DHFS staff first conducted a drive-by visit of these properties in October 2006. The 80-acre former Peter Cooper property was fenced along South Fifth Avenue, and from there staff could see three large industrial buildings, and a smaller single-story office building that was apparently in use. The two large industrial buildings on the northwestern portion of the property were estimated by staff to be 175,000 and 50,000 sq ft (square feet) in area. Approximately one-half of the 175,000 sq ft building had a second story, and most of the door ways and ground floor windows were open or broken out. Aerial photographs show the roofs of both buildings to be in poor condition, with visible holes and plant growth. Near the south boundary of the Peter Cooper property is a newer, single story warehouse-like building that is estimated to be 150,000 sq ft and apparently in good condition. DHFS was informed this was structure was currently being used to stockpile sludge received from the Milwaukee Metropolitan Sewage District South Shore Treatment Plant, which is immediately north of the Peter Cooper property. DHFS assumes this newer structure was built on top of where the main glue factory building that burnt down in 1987. Aerial photos show a number of concrete foundation footprints of prior buildings on the north side of this 150,000 sq ft building.

Tucked behind the southeast corner of the former Peter Cooper property is the 8-acre former Hynite property. Viewed from the end of East Depot Road, staff saw two buildings, a smaller, brick office with a vehicle scale on the south side, and larger multi-storied brick building estimated to be about 22,500 sq ft, with a newer 13,500 sq ft structure attached to the east side. Aerial photos of the Hynite property also show that on the northeast side of these buildings are several concrete foundation footprints of one or more prior buildings.

During the October 2006 visit, from South Fifth Avenue, staff saw several large holes in the fence and well worn footpaths leading onto the Peter Cooper property. At that time they also observed several adolescent children walking eastwards on East Depot Road to where it ends at the gated entrance to the Hynite property. These children walked around the locked gate, onto the Hynite property, and went into one of the abandoned buildings through one of many open doorways or windows. Staff also talked with a resident who lives near the intersection of South Fifth Avenue and East Depot Road, and she reported regularly seeing people walking and driving down East Depot Road and going onto these properties, particularly during the summer.

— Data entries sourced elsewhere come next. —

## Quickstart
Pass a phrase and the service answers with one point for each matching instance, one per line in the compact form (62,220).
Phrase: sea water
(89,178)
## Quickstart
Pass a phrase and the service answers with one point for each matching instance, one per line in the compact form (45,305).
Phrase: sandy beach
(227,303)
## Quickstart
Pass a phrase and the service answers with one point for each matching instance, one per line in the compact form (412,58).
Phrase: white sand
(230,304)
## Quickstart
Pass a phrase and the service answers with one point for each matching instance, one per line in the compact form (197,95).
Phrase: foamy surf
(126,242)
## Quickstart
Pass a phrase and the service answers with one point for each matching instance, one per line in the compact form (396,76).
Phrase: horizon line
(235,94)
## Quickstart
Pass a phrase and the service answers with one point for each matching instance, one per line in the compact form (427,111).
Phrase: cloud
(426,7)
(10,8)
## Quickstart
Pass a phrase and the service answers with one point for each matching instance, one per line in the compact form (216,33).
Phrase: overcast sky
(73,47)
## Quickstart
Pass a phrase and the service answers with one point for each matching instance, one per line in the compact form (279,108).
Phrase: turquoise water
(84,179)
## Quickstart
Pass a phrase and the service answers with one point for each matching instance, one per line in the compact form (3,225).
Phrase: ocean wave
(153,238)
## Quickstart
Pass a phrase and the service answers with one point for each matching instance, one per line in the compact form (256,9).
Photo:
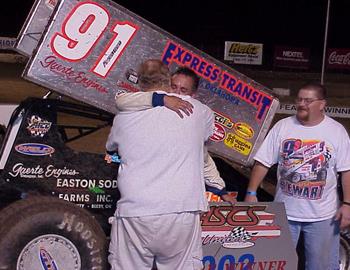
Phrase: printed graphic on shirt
(304,166)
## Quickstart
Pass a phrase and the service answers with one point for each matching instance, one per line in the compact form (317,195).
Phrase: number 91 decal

On the morning of November 2, 2006, staff from DHFS and the City of Oak Creek Health Department visited the Hynite property. While the East Depot Road entrance to the Hynite property was a locked gate, it was simple to walk or drive a vehicle around the fence across a flat, grassy area. Staff saw worn foot paths and other signs that people were regularly going onto the Hynite property, as well as the adjoining Peter Cooper property, and observed numerous physical hazards around and inside of buildings. There was a substantial amount of graffiti on the internal and exterior walls of all levels of the Hynite building, and the glass of most windows and skylights were broken out. Inside of the building it appeared all industrial machinery had been removed. Despite this, staff saw a make-shift skateboard ramp, a swing made from old fire hose and hanging above a floor covered with broken glass, rusty stairways of questionable stability leading to the upper floors, and there were many other apparent physical hazards.

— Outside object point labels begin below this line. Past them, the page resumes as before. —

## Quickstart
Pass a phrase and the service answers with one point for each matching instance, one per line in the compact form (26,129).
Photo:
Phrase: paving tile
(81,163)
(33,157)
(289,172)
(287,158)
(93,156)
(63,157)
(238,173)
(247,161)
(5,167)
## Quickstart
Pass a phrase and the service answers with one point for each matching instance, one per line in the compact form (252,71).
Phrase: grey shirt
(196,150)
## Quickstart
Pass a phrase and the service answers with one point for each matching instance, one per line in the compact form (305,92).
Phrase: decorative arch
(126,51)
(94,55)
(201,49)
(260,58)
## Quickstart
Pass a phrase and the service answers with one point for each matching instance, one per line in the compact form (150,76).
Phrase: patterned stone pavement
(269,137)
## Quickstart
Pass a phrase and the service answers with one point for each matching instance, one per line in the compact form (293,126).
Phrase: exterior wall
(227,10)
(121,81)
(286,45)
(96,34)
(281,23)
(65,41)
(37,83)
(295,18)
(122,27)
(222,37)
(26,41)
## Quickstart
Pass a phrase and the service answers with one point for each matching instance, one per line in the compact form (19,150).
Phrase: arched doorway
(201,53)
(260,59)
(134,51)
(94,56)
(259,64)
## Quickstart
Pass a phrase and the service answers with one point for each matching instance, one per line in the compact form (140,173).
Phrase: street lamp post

DHFS staff used an x-ray fluorescence (XRF) meter to screen for heavy metals in the dust and dirt on the floors inside and outside of the Hynite building. The XRF meter indicated there were unsafe levels of lead and cadmium in the dust and dirt. While staff did not visit the adjacent Peter Cooper property, there was no fencing between the two properties and it was easily accessible from all portions of the Hynite property. From this distance staff could see the poor condition of the larger and more expansive buildings on the Peter Cooper property, and it is very likely there are physical hazards similar to what was observed in the Hynite building.
There were many homes close to these properties, with many homes recently built. During the visits staff noted that across South Fifth Avenue and less than 500 yards from these properties are over 50 older Carrollville homes and a recent residential development that can accommodate dozens of new homes. There were five homes on the corner of South Fifth Avenue and East Depot Road that abut up against the southeastern corner of the former Peter Cooper property. There were also four single family dwellings on South Fifth Avenue that abut up against the northeastern corner of the Peter Cooper property.

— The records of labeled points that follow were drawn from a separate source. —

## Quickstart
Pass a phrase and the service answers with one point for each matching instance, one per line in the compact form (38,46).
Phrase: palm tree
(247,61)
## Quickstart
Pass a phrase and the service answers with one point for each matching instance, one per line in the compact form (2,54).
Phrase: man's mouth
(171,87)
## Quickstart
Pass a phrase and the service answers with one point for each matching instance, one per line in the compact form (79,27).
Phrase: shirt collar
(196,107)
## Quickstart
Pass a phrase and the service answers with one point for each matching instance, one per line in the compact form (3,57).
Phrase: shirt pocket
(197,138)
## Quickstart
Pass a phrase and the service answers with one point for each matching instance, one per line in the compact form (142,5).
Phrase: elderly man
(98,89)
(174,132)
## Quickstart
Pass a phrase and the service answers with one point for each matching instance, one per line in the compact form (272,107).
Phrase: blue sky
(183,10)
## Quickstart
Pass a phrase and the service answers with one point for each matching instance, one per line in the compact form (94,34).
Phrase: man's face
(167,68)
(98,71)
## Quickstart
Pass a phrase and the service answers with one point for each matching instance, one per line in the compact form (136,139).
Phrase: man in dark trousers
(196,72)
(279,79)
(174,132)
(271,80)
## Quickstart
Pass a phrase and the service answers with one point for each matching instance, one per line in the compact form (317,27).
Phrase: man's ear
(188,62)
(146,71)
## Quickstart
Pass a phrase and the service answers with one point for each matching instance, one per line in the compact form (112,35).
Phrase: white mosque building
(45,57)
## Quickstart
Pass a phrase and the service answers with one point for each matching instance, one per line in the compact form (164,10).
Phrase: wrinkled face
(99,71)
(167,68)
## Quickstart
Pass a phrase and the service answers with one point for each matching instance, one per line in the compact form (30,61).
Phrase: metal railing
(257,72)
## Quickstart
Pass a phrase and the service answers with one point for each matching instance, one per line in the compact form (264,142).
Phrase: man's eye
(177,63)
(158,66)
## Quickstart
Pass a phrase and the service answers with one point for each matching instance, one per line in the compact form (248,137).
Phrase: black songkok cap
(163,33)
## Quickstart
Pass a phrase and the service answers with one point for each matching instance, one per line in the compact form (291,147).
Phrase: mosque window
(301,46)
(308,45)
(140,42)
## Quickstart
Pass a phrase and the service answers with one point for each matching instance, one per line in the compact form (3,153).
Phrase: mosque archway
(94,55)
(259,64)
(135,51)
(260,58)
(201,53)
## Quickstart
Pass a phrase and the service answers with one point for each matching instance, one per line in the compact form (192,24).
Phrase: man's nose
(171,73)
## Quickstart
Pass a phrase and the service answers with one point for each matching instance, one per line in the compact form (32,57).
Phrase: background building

The City of Oak Creek has initiated redevelopment plans for these properties and this was scheduled to begin in mid-2007. These plans included the demolition of buildings, investigating and cleaning up chemical contamination, and resulting actions would abate physical hazards and investigated for environmental contamination. Unfortunately, these plans were not implemented.

On November 27, 2007, DHFS staff again visited Oak Creek. From South Fifth Avenue staff saw no evidence of investigative, remediation, or redevelopment activities on these properties. Staff also observed clear indications of more frequent visitation by the public than what was seen during the 2006 visits. Two new holes cut into the fence on South Fifth Avenue, with well worn footpaths on either side of the holes. At the end of East Depot Road, where in 2006 there was only crushed grass from vehicles driving around the gate, there were now barren soil ruts from more regular vehicle traffic. There was new graffiti on the outside walls of the 2nd and 3rd floors of both the Hynite and Peter Cooper buildings, which was not in photos taken in 2006.

Once DHFS staff returned to their offices, they came across a number of recent photographic and written accounts on internet websites from people who visit the Hynite and Peter Cooper properties. These entries describe going onto the property and inside buildings for general curiosity, exploring, photography, thrill seeking, alleged paranormal encounters, and vandalism.

Not only do these accounts independently demonstrate that people are visiting the properties, this online information promotes interest among others and likely results in increased visitation.